I gripped my soda cup. The plastic crinkled under my fingers. She was saying everything I had ever felt. She made me feel like I wasn't a freak, but a victim of the same overbearing world she lived in.
"He sounds like a lot to handle," I said.
"He's a nightmare," she whispered. "But being here... it’s the first time I’ve felt like the air isn't so heavy."
She reached out, her hand hovering near mine on the table. For the first time, I didn't pull away. I didn't feel the static warning me of a threat. I felt a connection.
Riley Vance’s Perspective (Mental Activation)

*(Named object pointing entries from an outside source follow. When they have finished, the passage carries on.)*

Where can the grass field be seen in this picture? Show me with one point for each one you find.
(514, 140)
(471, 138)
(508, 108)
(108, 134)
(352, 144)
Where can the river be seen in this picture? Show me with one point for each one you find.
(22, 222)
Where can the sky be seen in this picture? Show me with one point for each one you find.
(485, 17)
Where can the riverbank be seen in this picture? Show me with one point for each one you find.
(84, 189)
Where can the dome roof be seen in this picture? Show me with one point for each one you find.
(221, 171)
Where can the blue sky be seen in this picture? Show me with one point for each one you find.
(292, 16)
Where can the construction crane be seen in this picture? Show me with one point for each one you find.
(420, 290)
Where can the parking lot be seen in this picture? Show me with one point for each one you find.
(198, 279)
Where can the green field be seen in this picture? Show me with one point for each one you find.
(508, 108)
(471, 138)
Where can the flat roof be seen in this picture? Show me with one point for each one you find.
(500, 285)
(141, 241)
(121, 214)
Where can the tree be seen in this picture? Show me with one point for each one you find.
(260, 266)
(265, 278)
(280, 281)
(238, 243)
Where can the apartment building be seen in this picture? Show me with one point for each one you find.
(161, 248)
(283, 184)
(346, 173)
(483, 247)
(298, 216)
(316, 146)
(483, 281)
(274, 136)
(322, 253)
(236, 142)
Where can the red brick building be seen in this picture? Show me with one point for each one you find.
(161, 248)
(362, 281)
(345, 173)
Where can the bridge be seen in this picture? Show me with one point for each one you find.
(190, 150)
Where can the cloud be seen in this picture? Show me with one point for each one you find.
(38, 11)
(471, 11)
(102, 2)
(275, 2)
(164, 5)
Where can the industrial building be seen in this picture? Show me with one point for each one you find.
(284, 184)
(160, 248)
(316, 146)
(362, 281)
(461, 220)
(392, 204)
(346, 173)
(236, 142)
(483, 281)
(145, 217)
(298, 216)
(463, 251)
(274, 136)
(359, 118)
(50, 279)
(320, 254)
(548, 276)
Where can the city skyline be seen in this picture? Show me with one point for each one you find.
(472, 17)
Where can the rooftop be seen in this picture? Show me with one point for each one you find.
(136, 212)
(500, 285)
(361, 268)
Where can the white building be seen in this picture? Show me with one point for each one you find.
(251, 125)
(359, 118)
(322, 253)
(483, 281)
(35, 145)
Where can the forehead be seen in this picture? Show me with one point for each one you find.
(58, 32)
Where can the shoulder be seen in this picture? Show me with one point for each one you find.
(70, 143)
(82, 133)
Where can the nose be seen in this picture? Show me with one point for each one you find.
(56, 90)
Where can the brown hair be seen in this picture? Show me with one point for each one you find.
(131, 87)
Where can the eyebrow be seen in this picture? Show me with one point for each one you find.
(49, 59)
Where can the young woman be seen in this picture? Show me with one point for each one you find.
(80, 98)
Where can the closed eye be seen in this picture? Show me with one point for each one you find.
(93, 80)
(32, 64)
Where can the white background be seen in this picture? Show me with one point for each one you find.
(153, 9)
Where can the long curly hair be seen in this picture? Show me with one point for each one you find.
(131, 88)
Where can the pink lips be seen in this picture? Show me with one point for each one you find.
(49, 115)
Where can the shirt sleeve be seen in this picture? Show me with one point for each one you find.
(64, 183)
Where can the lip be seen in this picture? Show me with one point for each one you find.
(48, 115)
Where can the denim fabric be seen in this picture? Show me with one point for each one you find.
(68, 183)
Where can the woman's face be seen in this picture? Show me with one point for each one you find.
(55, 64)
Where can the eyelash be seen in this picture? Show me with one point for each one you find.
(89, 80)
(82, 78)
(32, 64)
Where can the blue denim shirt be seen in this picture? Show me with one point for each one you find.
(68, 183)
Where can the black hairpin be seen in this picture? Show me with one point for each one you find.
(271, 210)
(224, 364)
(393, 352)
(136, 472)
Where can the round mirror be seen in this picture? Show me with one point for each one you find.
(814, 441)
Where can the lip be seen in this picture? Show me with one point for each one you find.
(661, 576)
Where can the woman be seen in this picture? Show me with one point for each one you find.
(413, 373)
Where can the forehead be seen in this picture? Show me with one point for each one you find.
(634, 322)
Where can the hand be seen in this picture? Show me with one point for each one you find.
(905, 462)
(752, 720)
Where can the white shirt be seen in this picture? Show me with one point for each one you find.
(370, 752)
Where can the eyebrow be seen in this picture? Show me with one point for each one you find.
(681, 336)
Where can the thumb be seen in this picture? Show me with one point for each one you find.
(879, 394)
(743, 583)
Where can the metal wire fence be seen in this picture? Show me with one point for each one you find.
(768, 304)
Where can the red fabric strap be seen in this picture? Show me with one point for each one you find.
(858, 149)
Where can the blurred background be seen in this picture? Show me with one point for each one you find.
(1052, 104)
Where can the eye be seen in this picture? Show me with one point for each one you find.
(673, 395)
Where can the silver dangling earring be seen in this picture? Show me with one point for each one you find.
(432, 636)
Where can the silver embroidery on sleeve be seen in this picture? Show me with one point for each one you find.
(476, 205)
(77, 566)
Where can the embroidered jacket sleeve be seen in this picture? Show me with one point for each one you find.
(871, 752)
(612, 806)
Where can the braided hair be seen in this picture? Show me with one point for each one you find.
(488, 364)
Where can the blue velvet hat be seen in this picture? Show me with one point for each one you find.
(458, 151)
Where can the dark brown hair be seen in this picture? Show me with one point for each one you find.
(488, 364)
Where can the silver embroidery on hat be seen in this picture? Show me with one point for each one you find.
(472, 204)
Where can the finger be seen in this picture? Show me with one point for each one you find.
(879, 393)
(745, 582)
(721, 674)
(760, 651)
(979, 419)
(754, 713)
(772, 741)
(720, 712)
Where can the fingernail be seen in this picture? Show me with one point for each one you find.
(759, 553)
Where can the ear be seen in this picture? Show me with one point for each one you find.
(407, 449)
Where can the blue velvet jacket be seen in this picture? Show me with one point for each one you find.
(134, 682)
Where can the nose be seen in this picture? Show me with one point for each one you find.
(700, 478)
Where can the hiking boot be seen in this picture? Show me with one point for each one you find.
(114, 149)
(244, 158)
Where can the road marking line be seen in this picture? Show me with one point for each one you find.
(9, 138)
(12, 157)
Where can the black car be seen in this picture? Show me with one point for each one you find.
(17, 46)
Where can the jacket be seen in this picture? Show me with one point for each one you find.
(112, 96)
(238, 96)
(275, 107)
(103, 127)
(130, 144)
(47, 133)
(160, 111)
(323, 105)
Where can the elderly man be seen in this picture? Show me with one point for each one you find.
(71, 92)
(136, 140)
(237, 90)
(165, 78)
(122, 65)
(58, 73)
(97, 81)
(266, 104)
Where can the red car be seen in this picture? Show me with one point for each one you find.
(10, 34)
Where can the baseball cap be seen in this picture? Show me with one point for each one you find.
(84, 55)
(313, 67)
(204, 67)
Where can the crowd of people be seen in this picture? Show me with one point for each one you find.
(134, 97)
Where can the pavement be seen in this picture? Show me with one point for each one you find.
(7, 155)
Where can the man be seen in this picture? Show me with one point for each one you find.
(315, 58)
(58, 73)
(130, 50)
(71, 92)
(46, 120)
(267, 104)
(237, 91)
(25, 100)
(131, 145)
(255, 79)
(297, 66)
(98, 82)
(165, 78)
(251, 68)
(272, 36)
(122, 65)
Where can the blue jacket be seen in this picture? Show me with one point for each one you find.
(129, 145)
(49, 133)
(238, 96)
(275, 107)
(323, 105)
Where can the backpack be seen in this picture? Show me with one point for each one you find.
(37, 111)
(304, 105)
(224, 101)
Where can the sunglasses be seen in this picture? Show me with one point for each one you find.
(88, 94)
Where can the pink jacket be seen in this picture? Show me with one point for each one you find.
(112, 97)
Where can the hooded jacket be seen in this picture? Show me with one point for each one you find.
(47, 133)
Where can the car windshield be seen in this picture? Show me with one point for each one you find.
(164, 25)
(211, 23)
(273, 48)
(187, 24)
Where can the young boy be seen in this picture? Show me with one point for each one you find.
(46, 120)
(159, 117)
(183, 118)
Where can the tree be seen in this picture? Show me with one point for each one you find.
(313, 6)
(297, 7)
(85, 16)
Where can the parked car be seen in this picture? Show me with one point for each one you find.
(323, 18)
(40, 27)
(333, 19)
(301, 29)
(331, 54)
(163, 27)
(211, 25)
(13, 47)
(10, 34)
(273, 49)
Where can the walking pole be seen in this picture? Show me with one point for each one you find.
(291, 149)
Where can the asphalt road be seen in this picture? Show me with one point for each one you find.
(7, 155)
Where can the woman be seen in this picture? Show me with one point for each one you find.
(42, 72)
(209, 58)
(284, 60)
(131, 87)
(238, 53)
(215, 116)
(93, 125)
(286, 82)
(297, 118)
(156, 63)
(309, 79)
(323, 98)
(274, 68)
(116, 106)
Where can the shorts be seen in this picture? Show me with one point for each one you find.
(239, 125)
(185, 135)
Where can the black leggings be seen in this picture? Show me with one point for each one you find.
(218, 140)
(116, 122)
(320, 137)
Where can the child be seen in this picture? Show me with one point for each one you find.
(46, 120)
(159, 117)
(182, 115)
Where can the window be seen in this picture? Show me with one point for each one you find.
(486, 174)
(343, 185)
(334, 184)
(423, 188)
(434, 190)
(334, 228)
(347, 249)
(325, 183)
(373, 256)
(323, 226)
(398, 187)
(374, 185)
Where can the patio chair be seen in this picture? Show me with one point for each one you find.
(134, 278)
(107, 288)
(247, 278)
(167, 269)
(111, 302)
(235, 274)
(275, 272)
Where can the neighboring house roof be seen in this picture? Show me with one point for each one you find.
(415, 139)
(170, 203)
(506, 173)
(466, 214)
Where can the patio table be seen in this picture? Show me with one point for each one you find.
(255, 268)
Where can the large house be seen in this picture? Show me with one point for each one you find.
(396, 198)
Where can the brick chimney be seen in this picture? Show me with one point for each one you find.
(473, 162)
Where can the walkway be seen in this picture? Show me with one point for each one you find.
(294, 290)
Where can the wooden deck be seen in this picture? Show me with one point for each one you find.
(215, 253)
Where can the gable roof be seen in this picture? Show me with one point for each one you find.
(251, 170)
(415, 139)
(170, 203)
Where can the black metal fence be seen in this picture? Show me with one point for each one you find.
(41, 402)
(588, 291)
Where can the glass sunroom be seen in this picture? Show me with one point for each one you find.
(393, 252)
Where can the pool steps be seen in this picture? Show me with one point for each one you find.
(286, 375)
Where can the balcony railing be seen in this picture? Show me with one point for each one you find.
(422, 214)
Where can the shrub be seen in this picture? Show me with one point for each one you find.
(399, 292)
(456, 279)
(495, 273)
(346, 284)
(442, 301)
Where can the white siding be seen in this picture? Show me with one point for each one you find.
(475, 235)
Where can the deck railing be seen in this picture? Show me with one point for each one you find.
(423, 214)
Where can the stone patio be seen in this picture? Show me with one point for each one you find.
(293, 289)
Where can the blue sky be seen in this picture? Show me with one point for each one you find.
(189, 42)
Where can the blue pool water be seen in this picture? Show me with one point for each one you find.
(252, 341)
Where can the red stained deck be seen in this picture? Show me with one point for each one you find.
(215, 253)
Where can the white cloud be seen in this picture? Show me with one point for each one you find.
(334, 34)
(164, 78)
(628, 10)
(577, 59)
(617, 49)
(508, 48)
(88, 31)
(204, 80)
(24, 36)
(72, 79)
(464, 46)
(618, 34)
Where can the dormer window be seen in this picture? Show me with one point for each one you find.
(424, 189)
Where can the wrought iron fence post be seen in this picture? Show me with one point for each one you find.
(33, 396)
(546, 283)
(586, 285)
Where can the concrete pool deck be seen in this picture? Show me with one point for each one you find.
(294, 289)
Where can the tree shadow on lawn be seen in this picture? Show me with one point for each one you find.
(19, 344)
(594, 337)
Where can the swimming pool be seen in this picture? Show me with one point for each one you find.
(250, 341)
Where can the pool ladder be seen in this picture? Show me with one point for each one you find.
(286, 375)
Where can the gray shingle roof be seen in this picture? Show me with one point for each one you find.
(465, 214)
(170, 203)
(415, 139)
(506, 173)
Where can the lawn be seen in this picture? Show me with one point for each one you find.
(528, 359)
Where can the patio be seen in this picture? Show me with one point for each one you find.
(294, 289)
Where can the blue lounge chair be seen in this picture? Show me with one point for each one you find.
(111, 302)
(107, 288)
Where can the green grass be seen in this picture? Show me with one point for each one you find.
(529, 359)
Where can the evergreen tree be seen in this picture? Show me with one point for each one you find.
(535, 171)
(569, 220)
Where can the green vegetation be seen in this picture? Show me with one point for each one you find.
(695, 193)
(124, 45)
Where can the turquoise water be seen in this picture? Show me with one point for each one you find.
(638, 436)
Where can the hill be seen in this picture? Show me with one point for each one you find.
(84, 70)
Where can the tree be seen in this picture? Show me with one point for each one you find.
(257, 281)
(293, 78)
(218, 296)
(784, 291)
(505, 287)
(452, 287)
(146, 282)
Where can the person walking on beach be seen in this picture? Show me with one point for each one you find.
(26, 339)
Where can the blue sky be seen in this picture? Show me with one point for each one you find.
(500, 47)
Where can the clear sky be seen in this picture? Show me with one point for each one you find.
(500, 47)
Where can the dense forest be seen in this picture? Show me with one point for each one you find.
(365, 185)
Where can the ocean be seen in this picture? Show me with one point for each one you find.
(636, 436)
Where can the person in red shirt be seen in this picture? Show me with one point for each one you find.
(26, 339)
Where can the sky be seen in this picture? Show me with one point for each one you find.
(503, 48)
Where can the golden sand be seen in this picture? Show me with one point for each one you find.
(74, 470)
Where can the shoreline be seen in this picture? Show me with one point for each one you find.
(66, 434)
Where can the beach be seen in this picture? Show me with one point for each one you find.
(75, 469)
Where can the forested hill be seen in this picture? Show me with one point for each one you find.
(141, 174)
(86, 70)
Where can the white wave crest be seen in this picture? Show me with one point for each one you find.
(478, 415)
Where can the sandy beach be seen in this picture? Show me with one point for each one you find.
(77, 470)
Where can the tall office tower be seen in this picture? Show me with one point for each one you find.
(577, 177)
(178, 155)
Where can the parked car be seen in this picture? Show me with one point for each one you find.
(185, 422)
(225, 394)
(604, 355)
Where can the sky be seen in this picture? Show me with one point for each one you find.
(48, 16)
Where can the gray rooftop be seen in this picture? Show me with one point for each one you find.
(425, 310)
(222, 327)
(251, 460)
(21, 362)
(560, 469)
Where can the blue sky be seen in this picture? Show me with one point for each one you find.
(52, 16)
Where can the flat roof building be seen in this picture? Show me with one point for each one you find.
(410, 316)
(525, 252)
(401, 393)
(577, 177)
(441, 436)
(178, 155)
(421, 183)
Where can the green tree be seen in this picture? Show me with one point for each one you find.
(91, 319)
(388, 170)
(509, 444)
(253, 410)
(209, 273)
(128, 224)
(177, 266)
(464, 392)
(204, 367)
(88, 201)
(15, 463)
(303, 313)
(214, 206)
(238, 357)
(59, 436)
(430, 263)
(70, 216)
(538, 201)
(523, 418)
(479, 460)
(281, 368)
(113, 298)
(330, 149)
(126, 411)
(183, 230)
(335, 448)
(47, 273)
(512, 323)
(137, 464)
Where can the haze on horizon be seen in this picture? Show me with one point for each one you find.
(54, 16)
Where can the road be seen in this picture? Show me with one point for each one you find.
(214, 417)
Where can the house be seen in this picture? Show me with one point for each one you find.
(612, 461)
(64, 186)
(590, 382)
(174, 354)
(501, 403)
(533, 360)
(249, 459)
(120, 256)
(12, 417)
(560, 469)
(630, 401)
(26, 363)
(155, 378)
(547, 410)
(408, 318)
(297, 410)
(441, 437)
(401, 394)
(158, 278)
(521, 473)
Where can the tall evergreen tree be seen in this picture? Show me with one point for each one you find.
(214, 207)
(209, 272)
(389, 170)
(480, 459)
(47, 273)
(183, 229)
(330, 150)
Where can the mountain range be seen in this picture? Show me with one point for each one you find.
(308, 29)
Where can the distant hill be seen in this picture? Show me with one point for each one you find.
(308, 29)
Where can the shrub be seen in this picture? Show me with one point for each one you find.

Beneath the table, Riley’s fingers twitched. She didn't need to look. She activated the vision for a mere heartbeat. In the grey, monochrome world of her mind, Jace Thorne was glowing. But as she spoke about her 'father,' about her 'loneliness,' she saw the orange flames of his resonance soften. The jagged spikes of his energy were smoothing out, turning into a steady, rhythmic pulse.
He was opening up. The bonfire was letting her in.
She deactivated the vision, her eyes stinging behind her glasses. She took a sip of her drink, her expression perfectly masked in sympathetic sorrow.
"You're lucky, Jace," she said, looking back at the arcade. "You seem so... grounded. I wish I had your control."
I looked at the blue neon light reflecting in her dark glasses. "It’s not luck, Riley," I said, the words slipping out before I could stop them. "It's just practice."
She smiled—a small, predatory thing hidden behind a mask of friendship. "Then maybe you can teach me sometime."